La Berre
Son nom serait d’origine préceltique, comme celui de la ville de Narbonne qui s’appelait « Naro », la ville des eaux. Elle nait à Quintillan et son eau est alors à 24°, ce qui la distingue des nombreuses sources captées au pied du plateau de Lacamp. Le régime irrégulier des pluies en a fait, au cours de l’histoire géologique des Corbières, et avec les apports du Barrou, un torrent capable de creuser les Gorges de Ripaud.
Dans son cours supérieur, entre Quintillan et Cascastel, on trouve dans son lit après un épisode pluvieux, des débris de constructions et de nombreuses scories, surtout du fer. Ces scories témoignent de l’intense activité d’extraction minière dans les Corbières. Cette activité existait dès le VIe siècle avant notre ère ; elle alimentait le négoce du fer de Pech Maho qui se situe quelques mètres au-dessus de l’ancienne embouchure de la Berre à Sigean. Les Romains exploitèrent ces mines et créèrent des chemins vers Narbonne. Elles furent également exploitées à l’époque médiévale par les seigneurs locaux, sous le contrôle des Abbés de Lagrasse, puis au XVIIIe siècle, par des entrepreneurs concessionnaires ; au XIXe siècle et jusqu’à la seconde guerre mondiale pour certaines, par des sociétés concessionnaires.

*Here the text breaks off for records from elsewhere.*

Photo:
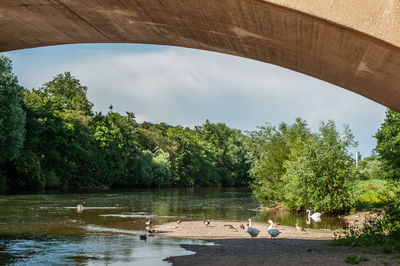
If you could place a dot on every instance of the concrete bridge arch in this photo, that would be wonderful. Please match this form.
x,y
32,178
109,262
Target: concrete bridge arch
x,y
350,43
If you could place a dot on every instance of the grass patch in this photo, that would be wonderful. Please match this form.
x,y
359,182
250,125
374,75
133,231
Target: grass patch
x,y
396,257
355,259
371,192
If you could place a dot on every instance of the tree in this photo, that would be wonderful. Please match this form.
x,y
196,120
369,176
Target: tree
x,y
320,175
388,144
12,117
268,150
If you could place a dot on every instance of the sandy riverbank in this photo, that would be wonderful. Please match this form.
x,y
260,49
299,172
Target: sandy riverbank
x,y
235,247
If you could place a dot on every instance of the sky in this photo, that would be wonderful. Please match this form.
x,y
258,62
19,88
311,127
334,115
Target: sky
x,y
182,86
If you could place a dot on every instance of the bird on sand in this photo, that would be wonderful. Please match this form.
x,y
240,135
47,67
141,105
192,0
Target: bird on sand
x,y
315,216
253,232
272,231
300,228
143,237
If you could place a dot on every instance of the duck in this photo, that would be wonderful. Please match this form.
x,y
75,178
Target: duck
x,y
272,231
79,207
143,237
253,232
314,216
276,224
149,230
300,228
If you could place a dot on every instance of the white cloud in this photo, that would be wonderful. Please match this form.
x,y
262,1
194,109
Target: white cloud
x,y
184,86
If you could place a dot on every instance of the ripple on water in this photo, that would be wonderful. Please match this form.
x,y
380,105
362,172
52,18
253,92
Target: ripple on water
x,y
139,215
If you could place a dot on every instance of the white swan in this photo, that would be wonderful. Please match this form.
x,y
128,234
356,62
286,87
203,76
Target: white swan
x,y
315,216
300,228
272,231
253,232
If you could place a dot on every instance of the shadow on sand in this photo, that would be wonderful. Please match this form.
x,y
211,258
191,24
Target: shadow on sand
x,y
280,251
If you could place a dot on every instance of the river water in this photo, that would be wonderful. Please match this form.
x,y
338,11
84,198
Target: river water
x,y
48,229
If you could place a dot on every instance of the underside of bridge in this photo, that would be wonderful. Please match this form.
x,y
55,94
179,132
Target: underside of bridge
x,y
351,43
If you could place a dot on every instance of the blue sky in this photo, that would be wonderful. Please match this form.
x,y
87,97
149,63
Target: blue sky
x,y
187,86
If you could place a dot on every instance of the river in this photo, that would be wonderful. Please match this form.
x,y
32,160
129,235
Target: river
x,y
48,229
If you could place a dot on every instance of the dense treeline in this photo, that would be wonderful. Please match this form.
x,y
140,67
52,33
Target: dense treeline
x,y
302,169
51,139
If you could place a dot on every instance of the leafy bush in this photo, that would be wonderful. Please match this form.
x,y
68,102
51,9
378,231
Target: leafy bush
x,y
382,228
321,175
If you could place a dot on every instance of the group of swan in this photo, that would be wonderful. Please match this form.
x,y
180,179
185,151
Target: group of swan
x,y
253,232
273,232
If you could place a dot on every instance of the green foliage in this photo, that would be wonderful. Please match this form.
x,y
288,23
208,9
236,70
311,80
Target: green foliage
x,y
355,259
372,167
12,116
194,163
230,157
268,150
371,192
388,144
382,228
67,146
303,169
320,175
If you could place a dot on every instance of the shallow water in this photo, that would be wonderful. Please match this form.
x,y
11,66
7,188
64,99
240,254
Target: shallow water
x,y
47,229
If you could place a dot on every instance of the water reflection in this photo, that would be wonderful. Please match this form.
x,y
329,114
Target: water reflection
x,y
49,229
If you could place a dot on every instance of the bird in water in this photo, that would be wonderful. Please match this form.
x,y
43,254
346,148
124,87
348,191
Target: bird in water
x,y
253,232
79,207
300,228
272,231
315,216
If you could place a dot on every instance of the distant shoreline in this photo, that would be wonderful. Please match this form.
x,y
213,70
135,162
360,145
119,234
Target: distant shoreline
x,y
237,248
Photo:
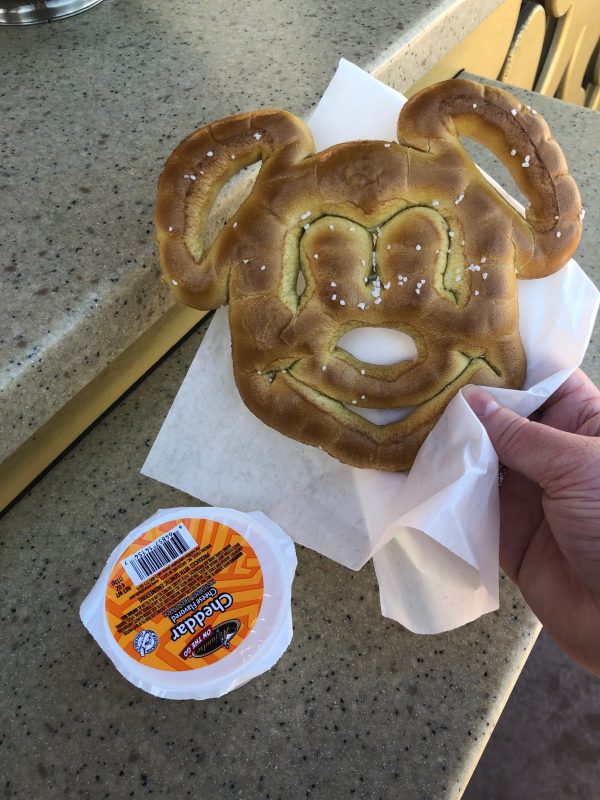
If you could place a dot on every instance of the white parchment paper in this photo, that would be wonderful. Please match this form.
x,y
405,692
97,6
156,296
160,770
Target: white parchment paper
x,y
432,532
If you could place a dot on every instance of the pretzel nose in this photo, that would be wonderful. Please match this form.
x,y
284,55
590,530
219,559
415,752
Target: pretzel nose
x,y
383,346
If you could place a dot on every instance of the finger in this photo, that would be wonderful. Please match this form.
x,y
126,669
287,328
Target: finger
x,y
577,385
521,514
536,451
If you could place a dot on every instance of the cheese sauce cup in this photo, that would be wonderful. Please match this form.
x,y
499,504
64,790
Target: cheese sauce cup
x,y
195,601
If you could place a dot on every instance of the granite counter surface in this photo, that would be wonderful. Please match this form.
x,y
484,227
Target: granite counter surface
x,y
91,106
357,707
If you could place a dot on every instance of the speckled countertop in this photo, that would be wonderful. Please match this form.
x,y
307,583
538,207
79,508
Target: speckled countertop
x,y
356,708
91,107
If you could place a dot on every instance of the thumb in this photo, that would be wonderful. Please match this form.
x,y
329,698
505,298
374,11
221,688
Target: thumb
x,y
534,450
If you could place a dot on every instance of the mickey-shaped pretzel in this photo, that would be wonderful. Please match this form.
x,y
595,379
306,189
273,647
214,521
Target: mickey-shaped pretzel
x,y
405,235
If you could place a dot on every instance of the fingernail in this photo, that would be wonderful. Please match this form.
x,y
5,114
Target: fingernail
x,y
480,401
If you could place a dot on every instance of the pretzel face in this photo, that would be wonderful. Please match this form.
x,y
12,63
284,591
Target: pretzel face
x,y
365,234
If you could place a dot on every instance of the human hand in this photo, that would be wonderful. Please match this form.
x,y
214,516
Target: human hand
x,y
550,509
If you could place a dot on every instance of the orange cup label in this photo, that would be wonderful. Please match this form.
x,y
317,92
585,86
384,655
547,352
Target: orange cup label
x,y
184,594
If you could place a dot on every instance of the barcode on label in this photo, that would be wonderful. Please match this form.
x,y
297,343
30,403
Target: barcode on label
x,y
159,554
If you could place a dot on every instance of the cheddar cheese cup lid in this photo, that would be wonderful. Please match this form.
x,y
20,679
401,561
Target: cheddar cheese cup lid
x,y
195,601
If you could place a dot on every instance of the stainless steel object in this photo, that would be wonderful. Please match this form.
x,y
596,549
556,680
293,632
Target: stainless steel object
x,y
20,12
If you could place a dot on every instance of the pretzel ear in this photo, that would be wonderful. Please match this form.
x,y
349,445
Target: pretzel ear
x,y
190,182
521,139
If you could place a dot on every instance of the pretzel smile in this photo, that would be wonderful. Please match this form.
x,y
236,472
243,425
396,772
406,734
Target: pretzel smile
x,y
343,406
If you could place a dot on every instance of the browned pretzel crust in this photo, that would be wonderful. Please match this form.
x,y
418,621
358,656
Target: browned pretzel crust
x,y
408,236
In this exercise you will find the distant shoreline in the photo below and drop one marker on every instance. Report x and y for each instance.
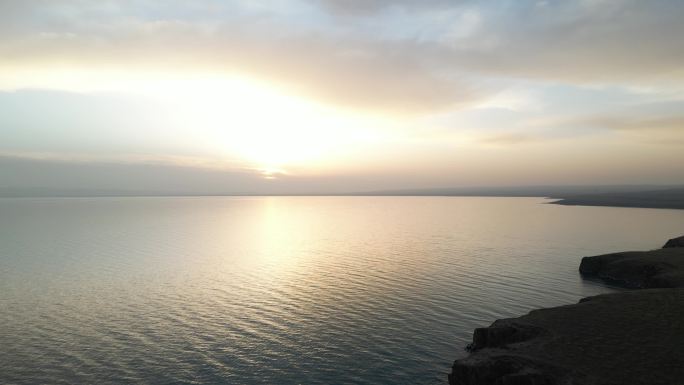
(627, 337)
(663, 197)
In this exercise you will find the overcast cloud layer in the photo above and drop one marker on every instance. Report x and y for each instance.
(518, 91)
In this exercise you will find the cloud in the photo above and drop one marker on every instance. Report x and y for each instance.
(507, 139)
(415, 60)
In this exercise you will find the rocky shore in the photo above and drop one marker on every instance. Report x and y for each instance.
(633, 337)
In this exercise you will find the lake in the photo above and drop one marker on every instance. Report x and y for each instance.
(287, 290)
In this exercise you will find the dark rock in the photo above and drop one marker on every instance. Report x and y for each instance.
(638, 269)
(674, 242)
(634, 337)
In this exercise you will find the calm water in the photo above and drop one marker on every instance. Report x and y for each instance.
(323, 290)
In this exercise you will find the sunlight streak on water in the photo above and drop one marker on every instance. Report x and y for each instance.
(311, 290)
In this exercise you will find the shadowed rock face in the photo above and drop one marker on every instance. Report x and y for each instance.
(638, 269)
(674, 242)
(634, 338)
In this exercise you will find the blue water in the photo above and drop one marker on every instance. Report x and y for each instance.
(287, 290)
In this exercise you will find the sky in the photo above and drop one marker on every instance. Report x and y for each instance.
(296, 96)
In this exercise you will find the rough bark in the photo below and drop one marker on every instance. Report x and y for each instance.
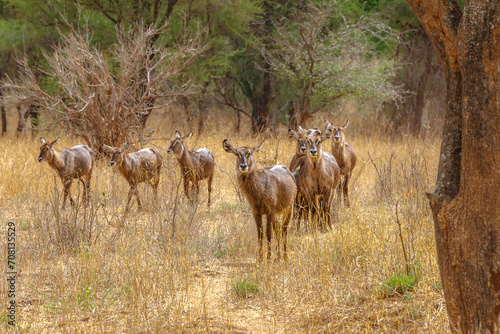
(418, 109)
(4, 114)
(465, 203)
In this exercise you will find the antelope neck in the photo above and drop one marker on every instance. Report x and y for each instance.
(56, 161)
(339, 153)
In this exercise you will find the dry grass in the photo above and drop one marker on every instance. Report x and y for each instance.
(175, 268)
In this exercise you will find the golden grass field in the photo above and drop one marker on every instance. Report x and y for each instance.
(175, 268)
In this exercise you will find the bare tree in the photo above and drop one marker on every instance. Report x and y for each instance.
(104, 97)
(323, 57)
(3, 114)
(465, 202)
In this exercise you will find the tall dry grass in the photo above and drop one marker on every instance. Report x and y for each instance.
(177, 268)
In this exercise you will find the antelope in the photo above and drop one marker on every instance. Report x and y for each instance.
(319, 174)
(345, 155)
(297, 161)
(195, 165)
(72, 163)
(137, 167)
(270, 191)
(300, 153)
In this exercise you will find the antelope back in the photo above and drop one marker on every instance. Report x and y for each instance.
(46, 149)
(177, 145)
(338, 136)
(72, 162)
(270, 189)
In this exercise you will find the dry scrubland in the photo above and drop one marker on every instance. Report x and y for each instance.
(175, 268)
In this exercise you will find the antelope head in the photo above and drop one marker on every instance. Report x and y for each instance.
(176, 144)
(46, 149)
(244, 161)
(314, 140)
(301, 143)
(338, 132)
(117, 153)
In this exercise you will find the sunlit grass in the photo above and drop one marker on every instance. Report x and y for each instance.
(183, 269)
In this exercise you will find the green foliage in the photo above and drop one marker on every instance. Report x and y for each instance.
(323, 57)
(245, 288)
(398, 285)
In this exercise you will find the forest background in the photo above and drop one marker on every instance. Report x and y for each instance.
(97, 72)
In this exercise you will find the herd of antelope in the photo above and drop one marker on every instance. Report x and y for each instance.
(308, 186)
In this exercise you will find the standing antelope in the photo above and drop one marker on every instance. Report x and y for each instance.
(297, 161)
(270, 191)
(137, 167)
(195, 165)
(345, 155)
(300, 153)
(71, 163)
(319, 174)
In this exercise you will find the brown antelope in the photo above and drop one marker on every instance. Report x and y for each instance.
(71, 163)
(270, 191)
(300, 153)
(297, 161)
(137, 167)
(319, 174)
(195, 165)
(345, 155)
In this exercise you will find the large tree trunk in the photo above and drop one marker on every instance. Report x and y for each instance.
(465, 203)
(260, 111)
(4, 114)
(418, 106)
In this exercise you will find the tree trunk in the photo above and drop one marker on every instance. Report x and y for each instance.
(260, 111)
(465, 204)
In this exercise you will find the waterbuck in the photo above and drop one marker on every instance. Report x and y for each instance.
(137, 167)
(270, 191)
(71, 163)
(345, 155)
(319, 174)
(195, 165)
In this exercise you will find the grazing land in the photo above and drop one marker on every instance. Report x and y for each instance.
(175, 267)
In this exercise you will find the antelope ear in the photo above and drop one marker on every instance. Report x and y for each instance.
(292, 134)
(106, 148)
(345, 125)
(124, 147)
(326, 134)
(257, 149)
(302, 131)
(226, 145)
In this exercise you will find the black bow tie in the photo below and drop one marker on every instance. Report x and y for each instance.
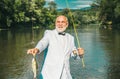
(61, 33)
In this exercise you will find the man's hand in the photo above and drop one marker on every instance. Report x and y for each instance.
(33, 51)
(80, 51)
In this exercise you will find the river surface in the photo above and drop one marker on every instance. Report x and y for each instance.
(102, 53)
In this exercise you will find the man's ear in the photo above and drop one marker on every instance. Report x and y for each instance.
(67, 24)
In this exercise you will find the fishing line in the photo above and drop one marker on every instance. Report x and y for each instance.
(76, 34)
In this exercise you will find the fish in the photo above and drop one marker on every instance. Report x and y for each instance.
(34, 67)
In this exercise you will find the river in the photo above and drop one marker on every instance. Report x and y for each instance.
(102, 53)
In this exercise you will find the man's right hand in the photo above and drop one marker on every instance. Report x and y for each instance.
(33, 51)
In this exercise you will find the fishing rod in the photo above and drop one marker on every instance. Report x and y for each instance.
(34, 66)
(76, 34)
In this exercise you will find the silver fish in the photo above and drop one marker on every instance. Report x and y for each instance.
(34, 67)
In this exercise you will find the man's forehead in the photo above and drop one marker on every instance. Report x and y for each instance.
(61, 18)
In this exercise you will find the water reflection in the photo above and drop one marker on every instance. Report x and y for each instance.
(101, 58)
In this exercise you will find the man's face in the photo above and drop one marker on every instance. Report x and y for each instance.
(61, 23)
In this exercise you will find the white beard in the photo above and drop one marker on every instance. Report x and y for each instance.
(60, 30)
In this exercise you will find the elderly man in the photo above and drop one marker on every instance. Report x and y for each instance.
(60, 47)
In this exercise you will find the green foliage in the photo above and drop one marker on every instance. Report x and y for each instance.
(109, 12)
(13, 12)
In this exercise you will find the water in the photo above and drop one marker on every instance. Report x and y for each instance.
(102, 56)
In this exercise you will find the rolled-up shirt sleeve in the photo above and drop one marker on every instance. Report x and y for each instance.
(43, 43)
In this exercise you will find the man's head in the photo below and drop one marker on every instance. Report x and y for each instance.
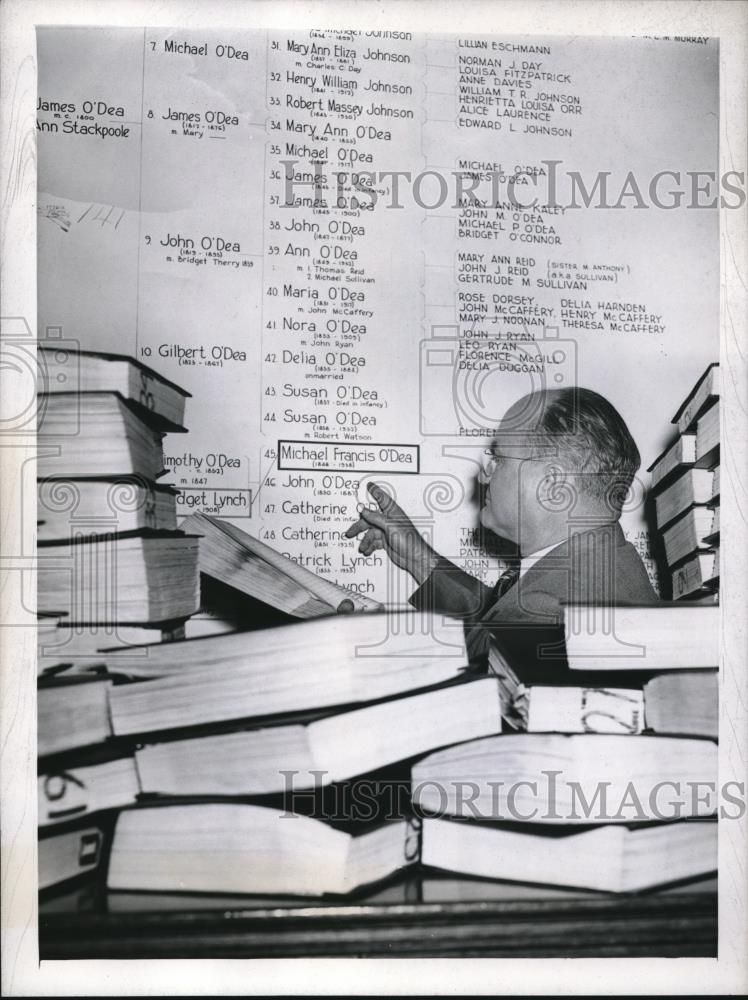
(557, 455)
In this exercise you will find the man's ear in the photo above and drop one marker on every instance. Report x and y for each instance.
(556, 490)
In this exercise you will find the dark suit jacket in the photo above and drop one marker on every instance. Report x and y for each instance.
(595, 567)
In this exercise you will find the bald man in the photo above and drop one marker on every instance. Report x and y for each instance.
(558, 471)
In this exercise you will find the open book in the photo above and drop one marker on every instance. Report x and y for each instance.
(241, 561)
(232, 848)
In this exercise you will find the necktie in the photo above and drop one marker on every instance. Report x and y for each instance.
(507, 579)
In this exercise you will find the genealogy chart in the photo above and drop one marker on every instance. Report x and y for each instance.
(357, 249)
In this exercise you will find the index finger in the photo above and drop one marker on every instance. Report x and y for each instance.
(384, 500)
(356, 528)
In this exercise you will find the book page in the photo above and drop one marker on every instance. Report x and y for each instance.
(356, 249)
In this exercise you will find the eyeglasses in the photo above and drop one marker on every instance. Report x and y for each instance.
(490, 461)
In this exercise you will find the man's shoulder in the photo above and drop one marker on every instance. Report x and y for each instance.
(597, 566)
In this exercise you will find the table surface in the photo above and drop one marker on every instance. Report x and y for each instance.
(416, 914)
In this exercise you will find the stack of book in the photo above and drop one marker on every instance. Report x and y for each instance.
(602, 767)
(214, 761)
(197, 736)
(685, 483)
(112, 568)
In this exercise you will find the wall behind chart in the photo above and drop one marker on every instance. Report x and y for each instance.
(335, 340)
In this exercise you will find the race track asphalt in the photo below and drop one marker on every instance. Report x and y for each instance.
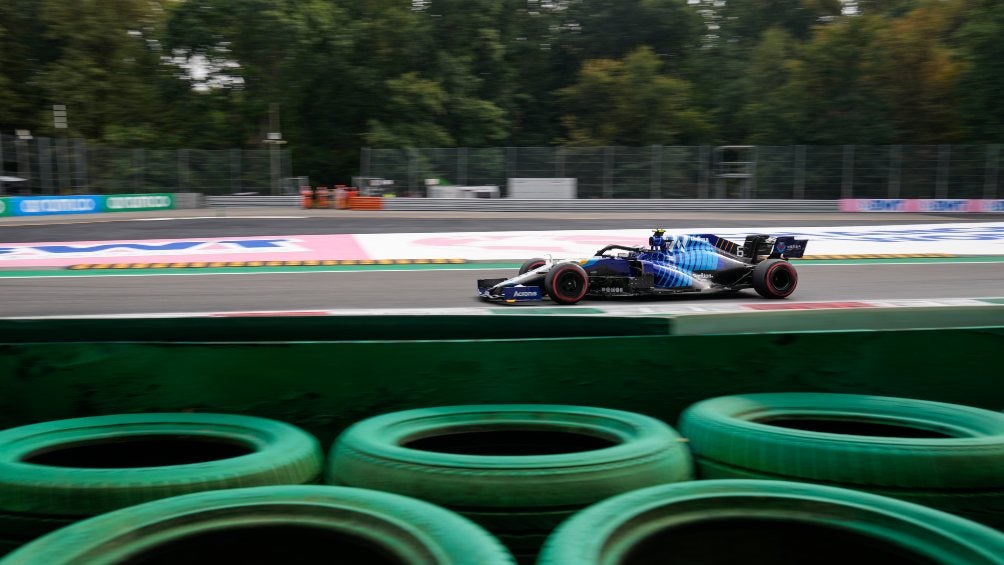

Les fortes pluies de juillet 1328 ont détruit les récoltes et dévié le cours de l’Aude.L ’embouchure de la Berre se situe aujourd’hui sur la commune de Peyriac de Mer. L’histoire en a gardé la trace. Des événements catastrophiques, il y en eut d’autres, jusqu’à ceux de Novembre 1999, encore très présents dans nos mémoires.
Le caractère torrentiel du fleuve Berre étant connu, le Syndicat de la Berre s’est constitué dès 1968 afin d’assurer une gestion équilibrée du cours d’eau, dont la protection des biens et des personnes. Il regroupe aujourd’hui 15 communes du Bassin de la Berre et du Rieu.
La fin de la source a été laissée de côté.